Haunted Listings: A Realtor’s Deal with the Dead
Farah was a star real estate agent.
Smart, stylish, and so persuasive she could sell a 1980s one-bedroom with no ventilation as “a cozy retro capsule.” She prided herself on finding the perfect homes for her clients. Her Instagram (@farahsellsfast) had boomed thanks to her signature tagline:
“This house just needs love!”
But lately, she was starting to wonder if some houses didn’t want love —
They wanted revenge.
It started subtly.
A newly listed bungalow in PECHS (with questionable plumbing but a great school nearby) gave her the creeps. Not the usual Karachi-creeps, like stray cats fighting or mysterious sewer smells. This was colder. Quieter. Off.
She ignored it. Until one day, she was giving a tour and a client asked:
“Is the old man in the living room part of the staff?”
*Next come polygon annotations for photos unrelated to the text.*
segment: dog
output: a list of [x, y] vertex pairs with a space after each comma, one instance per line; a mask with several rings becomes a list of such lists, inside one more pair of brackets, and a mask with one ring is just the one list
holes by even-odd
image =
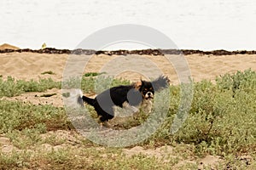
[[152, 82], [141, 80], [131, 85], [111, 88], [94, 99], [81, 94], [78, 98], [78, 103], [82, 106], [84, 102], [92, 105], [102, 122], [114, 117], [113, 106], [129, 109], [135, 113], [139, 111], [137, 106], [141, 105], [145, 111], [150, 112], [154, 93], [167, 88], [169, 82], [167, 76], [160, 76]]

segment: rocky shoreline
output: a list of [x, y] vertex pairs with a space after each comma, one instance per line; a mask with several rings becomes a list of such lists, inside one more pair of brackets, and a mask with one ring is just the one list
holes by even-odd
[[114, 51], [96, 51], [92, 49], [56, 49], [53, 48], [46, 48], [44, 49], [0, 49], [0, 54], [3, 53], [38, 53], [38, 54], [107, 54], [107, 55], [126, 55], [126, 54], [145, 54], [145, 55], [164, 55], [164, 54], [201, 54], [201, 55], [232, 55], [232, 54], [256, 54], [256, 51], [237, 50], [213, 50], [213, 51], [201, 51], [194, 49], [141, 49], [141, 50], [114, 50]]

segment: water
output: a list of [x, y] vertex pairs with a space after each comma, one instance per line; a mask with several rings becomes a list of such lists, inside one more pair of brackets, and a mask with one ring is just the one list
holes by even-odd
[[0, 44], [20, 48], [46, 42], [73, 49], [97, 30], [141, 24], [163, 32], [179, 48], [256, 48], [254, 0], [2, 0], [0, 16]]

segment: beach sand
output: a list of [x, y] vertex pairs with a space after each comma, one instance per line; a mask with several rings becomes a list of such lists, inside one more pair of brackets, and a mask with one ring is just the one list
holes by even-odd
[[[177, 58], [177, 56], [169, 57]], [[15, 79], [25, 80], [51, 77], [55, 81], [61, 81], [67, 60], [70, 58], [71, 55], [69, 54], [16, 52], [0, 54], [0, 75], [3, 78], [8, 76]], [[217, 76], [235, 73], [237, 71], [242, 71], [249, 68], [256, 71], [256, 54], [184, 55], [188, 67], [185, 67], [183, 63], [181, 65], [172, 63], [165, 56], [160, 55], [128, 55], [122, 57], [106, 54], [93, 56], [82, 54], [72, 57], [72, 59], [73, 61], [69, 63], [72, 63], [73, 68], [69, 70], [66, 68], [66, 71], [74, 75], [82, 72], [107, 71], [116, 73], [117, 76], [137, 81], [142, 76], [139, 73], [148, 74], [150, 76], [151, 75], [157, 76], [162, 72], [170, 77], [171, 82], [173, 84], [179, 83], [177, 70], [179, 72], [190, 71], [192, 79], [195, 82], [203, 79], [214, 81]], [[129, 61], [130, 59], [132, 60]], [[88, 60], [86, 65], [84, 65], [84, 60]], [[134, 65], [135, 66], [131, 66]], [[172, 65], [176, 65], [177, 68], [174, 69]], [[130, 67], [131, 70], [137, 69], [138, 71], [127, 71]], [[42, 74], [49, 71], [54, 74]]]

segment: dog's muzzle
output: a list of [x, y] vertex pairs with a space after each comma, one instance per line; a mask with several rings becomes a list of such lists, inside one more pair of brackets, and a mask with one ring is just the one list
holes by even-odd
[[152, 92], [148, 92], [145, 95], [146, 99], [153, 99], [153, 98], [154, 98], [154, 94]]

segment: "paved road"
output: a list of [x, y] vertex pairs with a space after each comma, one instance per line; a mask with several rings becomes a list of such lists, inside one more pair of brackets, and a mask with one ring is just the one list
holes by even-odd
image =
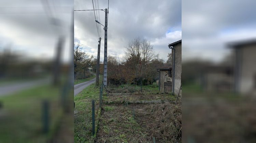
[[36, 86], [47, 83], [50, 81], [49, 79], [49, 78], [46, 78], [44, 79], [0, 85], [0, 97], [8, 95], [21, 90], [29, 89]]
[[86, 81], [85, 82], [78, 84], [74, 85], [74, 96], [76, 95], [79, 92], [81, 92], [85, 88], [90, 85], [96, 81], [96, 78]]

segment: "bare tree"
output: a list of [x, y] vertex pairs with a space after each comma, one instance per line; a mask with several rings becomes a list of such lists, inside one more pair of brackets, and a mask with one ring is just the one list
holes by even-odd
[[88, 55], [84, 52], [82, 51], [83, 48], [81, 46], [83, 45], [77, 42], [76, 45], [74, 44], [74, 79], [76, 79], [76, 74], [81, 68], [82, 62], [88, 57]]
[[133, 71], [131, 74], [135, 77], [135, 82], [138, 84], [141, 80], [148, 80], [151, 71], [149, 64], [158, 57], [153, 45], [146, 39], [137, 37], [131, 40], [125, 48], [126, 67]]

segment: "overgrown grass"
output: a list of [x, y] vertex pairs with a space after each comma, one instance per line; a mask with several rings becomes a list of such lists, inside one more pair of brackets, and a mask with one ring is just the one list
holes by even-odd
[[[101, 81], [102, 76], [99, 80]], [[92, 100], [95, 100], [95, 117], [99, 107], [100, 87], [93, 83], [74, 97], [74, 140], [75, 142], [91, 143], [95, 137], [92, 137]], [[96, 117], [95, 117], [96, 118]]]
[[[45, 142], [55, 133], [63, 114], [57, 87], [41, 85], [0, 98], [0, 142]], [[49, 102], [49, 128], [42, 131], [42, 102]]]
[[[101, 81], [102, 76], [101, 75], [100, 81]], [[109, 87], [110, 86], [110, 88]], [[101, 87], [101, 84], [97, 86], [95, 86], [95, 83], [91, 84], [85, 88], [80, 93], [74, 97], [74, 101], [75, 104], [75, 107], [74, 109], [74, 140], [75, 142], [93, 142], [95, 139], [96, 136], [92, 136], [92, 100], [95, 100], [95, 116], [97, 116], [99, 105], [99, 97], [100, 94], [99, 89]], [[144, 92], [157, 92], [158, 91], [158, 88], [157, 85], [153, 84], [152, 85], [143, 86], [142, 86], [142, 91]], [[118, 87], [108, 86], [107, 88], [108, 91], [110, 90], [111, 91], [115, 93], [123, 93], [124, 91], [127, 92], [140, 92], [141, 86], [136, 86], [135, 85], [128, 84], [122, 85]], [[103, 89], [104, 89], [103, 87]], [[126, 90], [126, 91], [125, 91]], [[105, 90], [103, 91], [102, 99], [105, 100], [106, 95]], [[168, 96], [167, 95], [167, 96]], [[171, 95], [170, 95], [171, 96]], [[123, 99], [123, 98], [122, 98]], [[105, 112], [111, 112], [115, 110], [115, 107], [113, 106], [104, 106]], [[129, 114], [130, 114], [130, 113]], [[130, 120], [131, 116], [129, 116], [126, 120], [127, 120], [127, 126], [130, 127], [130, 125], [133, 125], [133, 128], [138, 130], [138, 133], [139, 128], [138, 128], [137, 123], [135, 122], [133, 119]], [[114, 117], [113, 120], [116, 120]], [[128, 123], [129, 122], [129, 123]], [[122, 124], [120, 126], [122, 126]], [[133, 125], [132, 125], [133, 126]], [[127, 129], [128, 127], [127, 126]], [[103, 128], [103, 130], [106, 132], [109, 132], [109, 129], [107, 126], [101, 127]], [[133, 128], [134, 127], [134, 128]], [[118, 132], [117, 129], [114, 131]], [[127, 142], [126, 137], [125, 134], [121, 133], [118, 137], [118, 140], [124, 142]]]
[[129, 84], [122, 84], [118, 86], [110, 85], [107, 89], [110, 92], [113, 93], [140, 93], [142, 89], [143, 93], [159, 92], [158, 85], [156, 85], [155, 82], [152, 85], [142, 85], [141, 87], [140, 85]]
[[82, 83], [83, 82], [86, 82], [89, 80], [91, 80], [94, 78], [96, 77], [96, 76], [94, 75], [92, 77], [90, 77], [89, 78], [86, 78], [85, 79], [82, 79], [79, 80], [74, 80], [74, 85], [77, 84], [78, 84]]

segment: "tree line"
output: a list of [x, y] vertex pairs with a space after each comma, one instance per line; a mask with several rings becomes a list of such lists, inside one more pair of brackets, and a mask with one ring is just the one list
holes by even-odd
[[[96, 70], [97, 59], [82, 51], [80, 43], [74, 44], [74, 78], [85, 78], [83, 75], [88, 67]], [[108, 85], [130, 84], [152, 84], [158, 79], [156, 68], [171, 66], [171, 54], [168, 53], [167, 62], [159, 57], [151, 42], [145, 39], [136, 37], [125, 47], [125, 56], [121, 59], [116, 56], [108, 57]], [[103, 64], [100, 64], [100, 72], [103, 74]]]

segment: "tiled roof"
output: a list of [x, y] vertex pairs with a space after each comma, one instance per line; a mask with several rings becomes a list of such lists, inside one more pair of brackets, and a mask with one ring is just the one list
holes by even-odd
[[169, 46], [169, 47], [172, 46], [173, 46], [173, 45], [176, 45], [176, 44], [179, 44], [179, 43], [181, 43], [181, 40], [179, 40], [178, 41], [176, 41], [176, 42], [175, 42], [173, 43], [171, 43], [171, 44], [169, 44], [168, 45], [168, 46]]

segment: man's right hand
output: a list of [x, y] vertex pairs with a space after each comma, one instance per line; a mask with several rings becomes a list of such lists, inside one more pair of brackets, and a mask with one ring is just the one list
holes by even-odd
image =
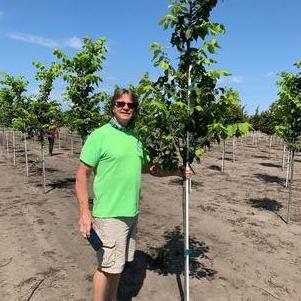
[[92, 225], [91, 213], [89, 210], [80, 213], [79, 217], [79, 229], [84, 238], [90, 235]]

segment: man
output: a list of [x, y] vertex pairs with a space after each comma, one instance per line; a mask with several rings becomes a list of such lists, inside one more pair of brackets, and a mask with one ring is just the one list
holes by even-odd
[[[94, 301], [116, 300], [120, 274], [125, 263], [134, 259], [141, 171], [148, 163], [141, 141], [129, 127], [137, 107], [132, 91], [115, 91], [113, 118], [88, 137], [76, 173], [80, 231], [87, 238], [93, 225], [103, 243], [97, 251]], [[93, 218], [88, 203], [88, 178], [92, 170], [95, 175]]]
[[46, 137], [48, 139], [48, 151], [49, 155], [53, 155], [53, 146], [54, 146], [54, 140], [59, 135], [59, 130], [57, 126], [54, 124], [51, 126], [51, 129], [46, 133]]

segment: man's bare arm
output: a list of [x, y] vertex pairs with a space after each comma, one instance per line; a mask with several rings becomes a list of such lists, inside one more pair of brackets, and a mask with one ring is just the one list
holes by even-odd
[[143, 173], [149, 173], [155, 177], [169, 177], [169, 176], [178, 176], [182, 178], [191, 178], [194, 171], [191, 166], [188, 168], [180, 166], [175, 170], [165, 170], [161, 168], [158, 164], [149, 163], [143, 168]]
[[92, 167], [80, 163], [76, 172], [75, 191], [79, 204], [79, 226], [80, 232], [86, 238], [90, 235], [91, 230], [91, 212], [89, 208], [89, 190], [88, 180], [92, 171]]

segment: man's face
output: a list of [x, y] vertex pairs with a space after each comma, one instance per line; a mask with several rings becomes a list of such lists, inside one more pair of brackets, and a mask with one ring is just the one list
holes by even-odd
[[135, 111], [134, 103], [128, 94], [125, 93], [119, 99], [115, 100], [113, 108], [114, 117], [122, 126], [126, 126], [129, 123], [134, 117]]

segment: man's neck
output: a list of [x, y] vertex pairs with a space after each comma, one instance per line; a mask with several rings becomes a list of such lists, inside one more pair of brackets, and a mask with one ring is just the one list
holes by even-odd
[[116, 117], [112, 118], [112, 122], [117, 128], [119, 128], [121, 130], [126, 130], [126, 128], [127, 128], [126, 125], [122, 125], [121, 123], [119, 123], [118, 120], [116, 119]]

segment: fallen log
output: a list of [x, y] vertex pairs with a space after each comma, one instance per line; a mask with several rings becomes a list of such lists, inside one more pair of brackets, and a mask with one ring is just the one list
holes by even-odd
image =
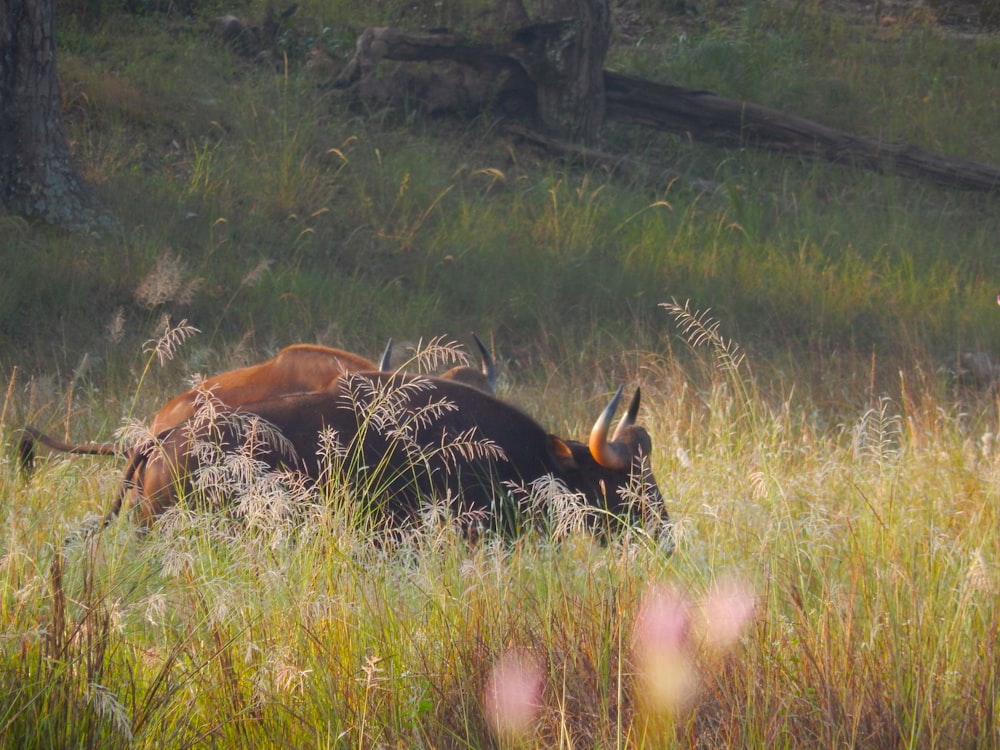
[[[393, 28], [366, 29], [355, 55], [334, 85], [357, 86], [363, 98], [382, 103], [412, 99], [416, 92], [429, 111], [499, 105], [507, 116], [537, 119], [537, 88], [517, 48], [518, 32], [503, 49], [470, 45], [451, 34], [408, 34]], [[379, 62], [447, 63], [427, 71], [381, 74]], [[458, 94], [461, 96], [458, 96]], [[726, 99], [709, 91], [656, 83], [604, 71], [606, 117], [683, 133], [714, 145], [771, 152], [860, 166], [963, 190], [1000, 192], [1000, 169], [989, 164], [927, 151], [907, 143], [885, 143], [852, 135], [803, 117]], [[515, 103], [516, 106], [510, 105]], [[505, 104], [506, 103], [506, 104]], [[510, 106], [507, 106], [510, 105]], [[539, 134], [536, 143], [563, 141]]]

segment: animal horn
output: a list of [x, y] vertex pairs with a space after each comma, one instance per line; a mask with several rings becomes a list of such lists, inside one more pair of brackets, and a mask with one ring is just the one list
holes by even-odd
[[391, 372], [392, 367], [392, 339], [389, 339], [389, 343], [385, 345], [385, 351], [382, 352], [382, 358], [378, 361], [379, 372]]
[[619, 422], [618, 426], [615, 428], [615, 434], [611, 436], [612, 443], [618, 442], [618, 438], [621, 437], [622, 431], [626, 427], [631, 427], [632, 425], [635, 424], [635, 418], [638, 415], [639, 415], [639, 388], [637, 387], [635, 389], [635, 395], [632, 396], [632, 401], [628, 405], [628, 411], [625, 412], [625, 415], [622, 417], [621, 422]]
[[[604, 407], [604, 411], [601, 412], [601, 416], [594, 422], [594, 428], [590, 431], [590, 455], [597, 463], [607, 469], [624, 469], [628, 466], [628, 461], [621, 455], [620, 451], [615, 449], [615, 444], [608, 442], [611, 418], [615, 415], [615, 410], [618, 409], [618, 402], [622, 400], [623, 389], [624, 386], [618, 386], [614, 398]], [[625, 418], [628, 418], [628, 414], [625, 415]]]
[[486, 348], [486, 344], [483, 340], [476, 335], [476, 332], [472, 332], [472, 338], [476, 340], [476, 346], [479, 347], [479, 353], [483, 355], [483, 375], [486, 376], [486, 382], [490, 384], [490, 393], [496, 395], [497, 392], [497, 366], [496, 362], [493, 361], [493, 355], [490, 354], [490, 350]]

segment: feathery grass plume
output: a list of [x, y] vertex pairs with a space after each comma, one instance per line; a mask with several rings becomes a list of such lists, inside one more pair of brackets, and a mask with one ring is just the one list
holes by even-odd
[[680, 305], [672, 299], [670, 302], [661, 302], [660, 307], [673, 316], [681, 336], [692, 349], [700, 346], [711, 347], [719, 367], [732, 375], [738, 374], [746, 359], [739, 344], [724, 338], [719, 333], [721, 323], [710, 317], [710, 310], [692, 311], [690, 304], [689, 300], [685, 300], [684, 304]]
[[878, 407], [866, 411], [854, 425], [851, 448], [855, 458], [867, 458], [882, 467], [899, 456], [903, 419], [890, 413], [891, 406], [891, 399], [880, 398]]
[[[415, 396], [433, 394], [434, 382], [422, 376], [378, 381], [352, 373], [341, 381], [344, 391], [341, 398], [344, 408], [358, 416], [358, 431], [344, 444], [339, 435], [321, 438], [320, 450], [325, 459], [321, 475], [331, 479], [349, 477], [352, 480], [351, 496], [361, 518], [377, 507], [389, 488], [402, 483], [418, 482], [417, 475], [433, 471], [431, 466], [440, 462], [438, 470], [451, 471], [462, 459], [500, 461], [505, 458], [503, 449], [492, 440], [476, 435], [475, 430], [442, 436], [435, 445], [422, 444], [418, 432], [433, 426], [458, 407], [447, 398], [431, 397], [426, 403], [413, 407]], [[360, 466], [362, 447], [370, 435], [386, 441], [382, 460], [376, 465]], [[407, 461], [398, 474], [389, 470], [391, 456], [402, 452]], [[411, 467], [411, 468], [405, 468]], [[421, 498], [435, 502], [440, 498]], [[370, 519], [369, 519], [370, 522]]]
[[[170, 316], [166, 314], [160, 317], [157, 328], [161, 330], [161, 333], [156, 338], [147, 340], [142, 345], [142, 351], [145, 354], [155, 355], [157, 361], [160, 363], [160, 367], [163, 367], [163, 365], [174, 358], [178, 347], [189, 337], [196, 333], [201, 333], [194, 326], [188, 325], [187, 318], [184, 318], [176, 326], [171, 326]], [[145, 374], [145, 371], [143, 374]]]
[[483, 688], [483, 713], [498, 740], [531, 732], [541, 712], [544, 683], [538, 661], [528, 653], [510, 651], [493, 663]]
[[421, 373], [432, 373], [452, 365], [468, 365], [469, 357], [457, 341], [446, 341], [444, 336], [435, 336], [426, 345], [417, 342], [411, 348], [412, 356], [403, 362], [398, 370], [412, 369]]
[[135, 288], [136, 302], [150, 310], [167, 302], [190, 304], [201, 287], [202, 279], [185, 280], [186, 275], [187, 264], [184, 260], [169, 248], [162, 251], [156, 257], [153, 270]]
[[87, 705], [93, 708], [103, 721], [111, 724], [115, 734], [126, 742], [132, 741], [132, 722], [128, 711], [111, 688], [91, 682], [87, 685], [86, 700]]
[[108, 341], [112, 344], [119, 343], [125, 336], [125, 308], [118, 306], [115, 308], [114, 315], [111, 316], [111, 322], [108, 323]]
Farah froze. The house was empty.
That night, she came back to double-check the keys and saw it —
an old man in a white kurta staring out the window. He turned, gave her the saddest smile she’d ever seen… and vanished.
After that, it escalated. A woman in Gulshan refused to leave the nursery, still humming lullabies no one could hear but the babies. A teenager kept playing old Strings cassettes in the attic of a Defence duplex. Someone — or something — kept resetting the dining table for six in a Korangi house where no one had eaten for years.
The houses weren’t haunted in the usual horror-film way. There were no flying plates or screams in the dark. And the spirits? They weren’t angry. They were just… heartbroken. As if they missed the people who once made them homes.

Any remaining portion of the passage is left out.